Goal: Find general equations for $\beta0$ and $\beta1$ that work with any dataset.
Representations:
- n data points (n x's, n y's)
- Minimize the sum of the squared difference between predicted and actual values.
- Sum of squared errors: $\sum{i=1}^{n} (yi - (\beta0 + \beta1x_i))^2$
Derivation Process:
- Calculate partial derivatives with respect to $\beta0$ and $\beta1$ .
- Set the derivatives to zero.
- Solve the system of equations.
Calculus Rules:
- Derivative of a sum is the sum of derivatives.
- Apply the chain rule.
Useful Definitions:
- Average: $\bar{x} = \frac{1}{n} \sum{i=1}^{n} xi$
- Identity: $\sum{i=1}^{n} (xi - \bar{x})^2 = \sum{i=1}^{n} xi^2 - n\bar{x}^2$
Solving the System: After a series of derivations, the following equations are obtained:
- $\beta0 = \bar{y} - \beta1\bar{x}$
- $\beta1 = \frac{{\sum{i=1}^{n} (xi - \bar{x})(yi - \bar{y})}}{{\sum{i=1}^{n} (xi - \bar{x})^2}}$

Model Understanding

Variance Explained: Understanding how much of the variance in the dependent variable is explained by the independent variable(s).
Intuition: Compare the model with a simple model that only uses the average of the dependent variable to predict the values.
Unexplained Variation: The difference between the predicted and observed values.
Explained Variation: The amount of variation that the model predicts.
Coefficient of Determination (R-squared):
- A helpful measure of how well the model explains the data.
- $R^2 = 1 - \frac{{SSE}}{{SST}}$
  - SSE (Sum of Squared Errors): Sum of squared differences between predicted and actual values.
  - SST (Total Sum of Squares): Total variation in the data.
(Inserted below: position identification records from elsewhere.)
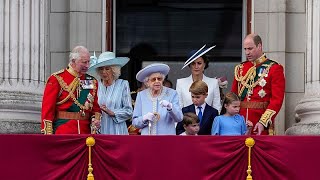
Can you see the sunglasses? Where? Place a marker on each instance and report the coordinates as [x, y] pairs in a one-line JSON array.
[[156, 78]]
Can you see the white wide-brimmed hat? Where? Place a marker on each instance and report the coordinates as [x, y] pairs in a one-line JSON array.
[[152, 68], [196, 54], [106, 59]]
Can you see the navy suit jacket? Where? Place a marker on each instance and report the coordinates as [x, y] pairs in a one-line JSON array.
[[207, 119]]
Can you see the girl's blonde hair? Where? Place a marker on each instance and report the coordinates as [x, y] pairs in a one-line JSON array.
[[228, 99]]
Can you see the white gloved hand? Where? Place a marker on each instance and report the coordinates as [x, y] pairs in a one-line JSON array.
[[166, 104], [148, 117]]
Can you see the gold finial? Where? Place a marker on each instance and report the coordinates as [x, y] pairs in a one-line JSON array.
[[249, 143], [90, 141]]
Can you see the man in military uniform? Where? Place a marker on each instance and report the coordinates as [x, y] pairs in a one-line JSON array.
[[260, 84], [70, 102]]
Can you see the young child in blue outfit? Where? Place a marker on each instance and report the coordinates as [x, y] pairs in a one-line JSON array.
[[230, 122]]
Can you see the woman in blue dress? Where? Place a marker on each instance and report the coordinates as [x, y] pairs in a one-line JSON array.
[[230, 122], [156, 108], [113, 93]]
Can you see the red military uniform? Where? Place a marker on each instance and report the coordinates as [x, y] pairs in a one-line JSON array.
[[69, 102], [261, 87]]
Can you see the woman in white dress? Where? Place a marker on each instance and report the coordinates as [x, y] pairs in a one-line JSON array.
[[113, 93], [197, 63]]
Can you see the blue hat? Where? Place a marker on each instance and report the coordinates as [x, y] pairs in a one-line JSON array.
[[106, 59], [196, 54], [152, 68]]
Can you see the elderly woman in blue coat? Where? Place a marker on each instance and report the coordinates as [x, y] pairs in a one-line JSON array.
[[113, 93], [156, 108]]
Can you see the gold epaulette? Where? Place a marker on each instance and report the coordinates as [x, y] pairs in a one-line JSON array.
[[47, 127], [275, 62], [55, 73]]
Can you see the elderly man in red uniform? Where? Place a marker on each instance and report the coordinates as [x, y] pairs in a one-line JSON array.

Uses for Regression Models

Prediction: Use the mapping function to predict future outcomes.
Interpretation: Find and analyze the omegas to understand relationships between variables.
Prediction vs. Interpretation:
- Prediction: Focus is on accuracy with models that have high predictive power. (good accuracy)
  - Interpretation: Focus is on model coefficients to learn the association direction and size relationship between varibales. (Understand relationships)
Example: Price of housing and features in the house.
- Look at the coefficients to understand what impacts house prices.
- Examples are quality, living areas and size of house.